Mice can gain access through the tiniest of holes from around 6mm. They will mark their territory with their urine and build nests near food sources. This puts people at risk of food poisoning. As they move around, they carry dirt and bacteria, transferring these to carpets, worktops, cabinets etc. Given enough time they will become nibbling nuisances, causing a lot of expensive property damage: electricity cables, water and even gas pipes are not beyond their gnawing and kibbling powers.
Pest infestations of these rodents are a nightmare for landlords and tenants alike. Often tenants see them as the landlord’s responsibility, even though in most cases they are not. For tenants, hearing the rodents scurrying and scampering around behind skirtings, in the crawlspace or the attic, when all’s quiet, and lying in be at night, is unsettling to say the least.
According to advice from the British Pest Control Association (BPCA) there has been a “perfect storm” for vermin infestations during lock-down.
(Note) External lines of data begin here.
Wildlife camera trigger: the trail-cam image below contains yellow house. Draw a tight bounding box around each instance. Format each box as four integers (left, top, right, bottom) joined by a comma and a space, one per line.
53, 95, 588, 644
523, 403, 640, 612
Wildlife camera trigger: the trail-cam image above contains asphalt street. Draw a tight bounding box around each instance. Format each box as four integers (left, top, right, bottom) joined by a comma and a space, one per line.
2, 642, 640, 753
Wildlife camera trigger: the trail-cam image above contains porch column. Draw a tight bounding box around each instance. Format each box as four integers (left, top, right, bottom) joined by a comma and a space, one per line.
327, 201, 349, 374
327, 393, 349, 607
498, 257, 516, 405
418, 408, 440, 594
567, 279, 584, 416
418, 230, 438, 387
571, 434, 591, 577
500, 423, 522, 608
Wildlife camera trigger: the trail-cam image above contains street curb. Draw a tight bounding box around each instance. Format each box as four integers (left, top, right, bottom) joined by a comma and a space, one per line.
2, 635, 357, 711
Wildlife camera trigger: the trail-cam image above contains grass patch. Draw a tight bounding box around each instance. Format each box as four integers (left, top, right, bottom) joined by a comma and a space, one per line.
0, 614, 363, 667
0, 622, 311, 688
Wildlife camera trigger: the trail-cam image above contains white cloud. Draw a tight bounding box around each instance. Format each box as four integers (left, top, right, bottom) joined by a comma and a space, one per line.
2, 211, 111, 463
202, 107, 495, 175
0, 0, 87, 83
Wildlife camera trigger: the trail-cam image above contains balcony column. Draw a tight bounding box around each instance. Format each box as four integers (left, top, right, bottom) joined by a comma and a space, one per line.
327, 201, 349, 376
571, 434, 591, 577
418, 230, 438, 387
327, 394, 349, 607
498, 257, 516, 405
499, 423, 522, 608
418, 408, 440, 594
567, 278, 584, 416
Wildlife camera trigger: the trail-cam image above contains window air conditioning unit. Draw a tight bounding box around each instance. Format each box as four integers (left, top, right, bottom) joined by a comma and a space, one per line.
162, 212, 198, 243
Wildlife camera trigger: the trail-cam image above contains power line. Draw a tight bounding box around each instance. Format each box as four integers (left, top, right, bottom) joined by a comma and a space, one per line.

They have reported a 51 per cent increase in rodent activity during the first lock-down and a notable increase again during the second lock-down, with 78 per cent of pest controllers reporting increased rat and mouse sightings.
Winter the worst time for infestations
Winter is always the worst time for rodent infestations, with both these species seeking the warm and food supply of a human residence, and usually one that has easy means of access, i.e., holes in walls, vents, drains, poorly fitting doors and windows.
Paul Blackhurst head of Rentokil Initial’s technical training academy says,
“The general consensus is that lock-down has allowed rodents to take hold,”. Even daytime sightings of rats have increased because their living environment is being disturbed more when families are home, they are desperate for food because bins aren’t being replenished as often in lock-down, and rat populations have expanded so much.
Rats will be attracted to neglected plots of land, empty houses and piles of rubbish, Tell tale signs of rats are gnaw marks, tiny footprints in dust, shredded material they use for bedding and of course the tell tale droppings. Rats, unlike mice, need a water supply daily, hence they always live near drains and running water, and they produce larger droppings than mice, both together producing between 40 and 80 droppings per day.
Rodent-proofing
Concentrate on pints of entry. Seal up the tiniest holds with mortar, plaster or wire wool. Minimise under door gaps with draft strips and make sure wall cavity vents have small enough grills and are not broken. Place fine wire mesh over them if necessary.
Rats love drains and sewers so for serious infestations you may need to consider professionally fitted one-way gates in the drains to prevent entry – they allow water to flow through but stop the rats coming back up.
Food should never be left lying around indoors, food sources and storage areas should be secure and clean, and disposals of food scraps should always be kept secure and away from rats and mice.
Call the pest control experts
Consider calling in the experts if chemical controls and traps, which you can purchase from hardware suppliers, don’t work. Administered rat poison can risk killing the rodent in an inaccessible place, where a rotting corpse will not just attract other vermin, it could cause vile smells, so physical traps are preferable.
The problem we have right now says Jenny Rathbone, “is that rats are trying to bed down for winter, and this will happen (more) when we get a few cold snaps”, Pest.co.uk is advising landlords, tenants and property managers to take proactive measures before winter really hits and before they find a warm home for the winter months. Once ensconced inside they become harder to eradicate.